Back in March 2020, WBBM rebranded its 6 p.m. newscast under the name “Hour 18” and has continued to use that branding on air, though it is no longer billed under that name on listings as it briefly was.

Promos

WBBM has been introducing the new weather branding with a new campaign that includes weather focused and ones that include both news and weather but share a similar look.

The spots focus heavily on talent along with typography that’s tucked subtly behind some elements while also appearing to be tied to a single point in the scene as well as larger words in the backgrounds that also appear to be set “behind” certain elements in the scene.

Other Chicago stations’ weather and traffic branding

Meanwhile, WMAQ, the NBC-owned station in the market uses the “Storm Team” branding for its weather and “On Time Traffic” for road reports. Fox’s WFLD uses “Fox 32 Weather” and independent WGN uses a mix of “WGN Weather” and “WGN Weather Center” banners and “WGN Traffic.” 

WLS also prominently uses the name “Live Doppler 7 Max” for the S-band radar tower it owns on air. The station also features “AccuWeather Alerts” on air for potential severe weather.

Weather and traffic data

All of the stations mentioned above use iHeartMedia’s Total Traffic at least partially for traffic data, including using their interactive co-branded map on their respective websites, with the exception of WFLD.

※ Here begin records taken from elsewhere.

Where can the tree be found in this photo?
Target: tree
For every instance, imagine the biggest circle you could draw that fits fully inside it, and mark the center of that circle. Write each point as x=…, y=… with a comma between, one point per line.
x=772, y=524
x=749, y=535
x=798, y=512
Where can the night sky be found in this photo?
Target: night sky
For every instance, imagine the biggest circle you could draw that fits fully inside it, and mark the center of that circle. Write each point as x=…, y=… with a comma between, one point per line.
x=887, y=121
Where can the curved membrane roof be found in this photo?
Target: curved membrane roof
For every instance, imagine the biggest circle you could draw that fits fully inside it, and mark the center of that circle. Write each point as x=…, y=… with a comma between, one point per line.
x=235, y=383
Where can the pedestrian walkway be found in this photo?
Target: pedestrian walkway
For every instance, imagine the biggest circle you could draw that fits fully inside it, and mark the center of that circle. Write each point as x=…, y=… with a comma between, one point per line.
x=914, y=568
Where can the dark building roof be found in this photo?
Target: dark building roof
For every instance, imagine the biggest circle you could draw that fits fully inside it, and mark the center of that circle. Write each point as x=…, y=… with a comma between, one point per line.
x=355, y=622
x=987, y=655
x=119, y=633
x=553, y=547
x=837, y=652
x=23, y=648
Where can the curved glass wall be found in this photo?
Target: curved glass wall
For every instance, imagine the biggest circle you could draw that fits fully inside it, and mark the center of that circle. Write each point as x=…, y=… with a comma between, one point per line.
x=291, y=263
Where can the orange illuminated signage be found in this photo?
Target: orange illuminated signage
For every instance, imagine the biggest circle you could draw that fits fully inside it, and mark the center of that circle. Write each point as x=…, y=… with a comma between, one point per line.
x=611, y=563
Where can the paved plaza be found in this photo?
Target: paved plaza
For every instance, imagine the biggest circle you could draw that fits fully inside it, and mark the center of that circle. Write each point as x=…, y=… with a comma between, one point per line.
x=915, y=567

Fox 32 uses a white label embedded map that, when examining the source code of the site, shows it comes from SigAlert.com, another iHeartMedia brand that uses much of the same information and format.

Each station also has a unique on-air look for traffic maps and graphics that doesn’t match the one shown on their websites.

In most markets, weather reports rely on a mix of public data from the National Weather Service and various models mixed in with the local forecasters’ own predictions and knowledge and, in some cases, additional proprietary data and forecasts.

Similarly, traffic reports draw heavily on traffic cameras and sensors installed along major thoroughfares operated by a local governmental traffic authority. This information, along with police scanner activity, helicopter flyovers and reporter knowledge can be blended with proprietary sensors and drive time estimates to provide actionable information.